The diagram shown on the right provides a high level view of the data lifecycle. The rounded rectangles represent IV actions on data and the straight rectangles represent instances of IV objects at different states. The arrow lines link IV actions and IV objects as follows: arrows leaving an action connect to IV objects created by the action while arrows entering an action connect IV objects to actions applied on them. The black circle at the top of the diagram represents the starting point and the double circle at the bottom represents the end point. The types of diagrams used in this section are called activity diagrams (UML).
Data Acquisition: The data acquisition phase encompasses the actions defined for the observation/experimentation, storage, identification and storage of measurements/observations (raw data). In the diagram, the acquisition phase is represented by the "DataAcquisition" action which produces a measurement result data object with the state raw.
Data Curation: The data curation phase encompasses the actions that support the long term preservation and use of research data. The main product of this set of actions is persistent data in a stable state (curated data). In the diagram, the curation phase is represented by the "DataCuration" action which produces a persistent data object with the state curated.
Data Publishing: The data publishing phase encompasses the actions that guaranty data access and discovery for entities (people and systems) outside the RI. In the diagram, the publishing phase is represented by the "DataPublishing" action which produces a persistent data object with the state published.
Data Processing: The data processing phase encompasses the actions that support making use of the RI published data. In the diagram, the processing phase is represented by the "DataProcessing" action which produces a persistent data object with the state processed.

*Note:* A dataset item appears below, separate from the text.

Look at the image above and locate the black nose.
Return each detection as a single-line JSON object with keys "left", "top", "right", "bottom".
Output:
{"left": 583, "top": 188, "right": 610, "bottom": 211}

Data Use: The data use phase is a bridge phase which sits between processing and acquisition. In this phase, the data is used and may produce new data (raw data) which can in turn be persisted by an RI. In the diagram the usage phase is represented by the "DataUse" action which produces a data product object with the state raw.
In the IV Lifecycle in Detail section, the actions in the diagram are expanded to present a more detailed view of the data lifecycle from the IV perspective.
Data Provenance Tracking
It is important to track state changes of information objects during their lifecyle. As illustrated in diagram above, the ProvenanceTracking action takes place in parallel to the phases of the lifecycle that change the state of persistent data.
Some of the states changes of information objects as effects of actions are summarised in the following table. As shown in the diagram, the outputs of each transition in which a new stable state is reached can be used to produce provenance data. For example, a provenance tracking service may record information objects being processed, action types applied and resulting objects, the timestamps for the actions, and some additional data and store that as provenance data.
Simplified example of some provenance tracking points
|Information Object||Applied Action Types||Resulting Information Objects|
|Data Acquisition||persistent data (raw)|
|persistent data (raw)||Data Curation||persistent data (finallyReviewed)|
|persistent data (FinallyReviewed)
|Data Publishing||persistent data (published)|
|persistent data (published)||Data Processing||persistent data (processed)|
|persistent data (processed)||Data Use||data product (new form of persistent data (raw))|
The citation of data referencing the actors of involved in production of the data is an example of the use of data provenance
Correct interpretation of the data can also depend on reviewing the provenance, for instance to ensure origin of the data matches its intended use.